A determinada altura resolvi expor um pouco esses meus pensamentos e regressei ao universo dos blogues, algo que já em tempos tinha criado, embora não tivesse dado continuidade. Quando o voltei a fazer foi como “pensasse alto”, como já escrevia há algum tempo, na altura pareceu-me bem partilhar os meus pensamentos. Os meus pensamentos, que sempre se apresentaram de forma muito confusa, ali era o espaço onde os organizava, com a ajuda da minha psicóloga e com as minhas tarefas, escrevia. O que escrevia apreendia, deixava-me guiar pelas palavras e raciocínio e interiorizava. Passado um tempo algo que não estava à espera aconteceu, começarem a interagir comigo. No passado quando tinha o blogue essa situação nunca tinha ocorrido mas agora estava a ser diferente. Ingenuamente e inicialmente pensava que as pessoas estavam a gostar do conteúdo que eu escrevia - algo que me fazia sentir acolhida porque conforme já referi inúmeras vezes, sou uma pessoa um pouco introspectiva e alguém se identificar com as minhas publicações era como um passo que tivesse a dar para sair do meu lugar de conforto.
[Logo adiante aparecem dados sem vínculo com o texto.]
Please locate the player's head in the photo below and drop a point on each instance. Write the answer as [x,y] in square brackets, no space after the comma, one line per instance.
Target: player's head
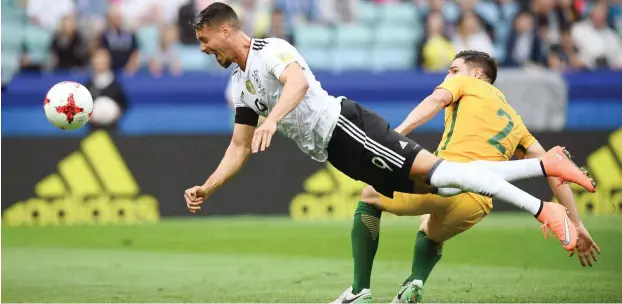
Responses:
[215,26]
[476,64]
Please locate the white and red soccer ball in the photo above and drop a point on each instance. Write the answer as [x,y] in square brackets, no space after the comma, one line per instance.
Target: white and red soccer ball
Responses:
[68,105]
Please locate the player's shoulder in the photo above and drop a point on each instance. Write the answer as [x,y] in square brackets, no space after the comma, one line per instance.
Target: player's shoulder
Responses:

Estava tudo a correr bem, de manhã caminhava, chegava a casa escrevia, depois dedicava-me aos afazeres de casa, pintava, lia e descansava. Comecei a criar laços com algumas pessoas, laços virtuais, ao mesmo tempo que aos poucos começava novamente a sair com os meus amigos. Algo que não acontecia durante o período que tive com a depressão onde me afastei de toda gente. Estava bem, aos poucos a construir degrau a degrau.
Na altura comecei-me a dedicar a outro tipo de arte, as mandalas. E na altura teve todo o sentido, estava num período de introspecção, os padrões repetidos das mandalas ajudavam-me a treinar as linhas, as cores e a entrar em estados de relaxamento e criação. Acolhi inúmeros sentimentos que residiam em mim e exprimia-os nas obras. As mandalas fizeram-me muito bem e ainda hoje as crio, com muito menos frequência que antigamente. Elas faziam-me ancorar os meus pensamentos, ouvi-los sem julgamento e entrar em estados de meditação que não conseguia alcançar com as meditações convencionais. Era como se os meus pensamentos me passassem na cabeça e aos poucos, sem julgamento, os ouvisse e cada vez que os ouvia, compreendia e deixava-os ir.
Não saia muito ainda, sabia que me tinha afastado um pouco das minhas amizades e que elas tinham as suas vidas, com os seus trabalhos. Aos poucos comecei a criar laços na internet, projectava o carinho e preocupação que tinha pelas pessoas e formava amizades online. Chegava a ficar preocupada com as pessoas quando elas não apareciam ou não diziam nada. Agora que vejo as coisas com mais frieza, foram tudo projecções, como eu era na vida real espelhava no universo virtual. Mas conforme hoje sabemos, a internet não é a mesma desde há muito… E foi algo que eu aprendi e compreendi com o tempo. Deparei-me com situações que me passavam ao lado, situações de ver o pior lado das pessoas e o problema é que cada vez mais via esse lado, o que me fez recuar nas publicações que fazia, conteúdos que postava, pensamentos que partilhava. A determinada altura apaguei aquele espaço e dediquei-me a textos fora do contexto virtual, comecei a ler mais e aproveitar mais a vida, e a dedicar-me um pouco mais a mim e á minha terapia que aos poucos começava a obter resultados.
"Toda a obra de arte é filha do seu tempo e, muitas vezes, a mãe dos nossos sentimentos."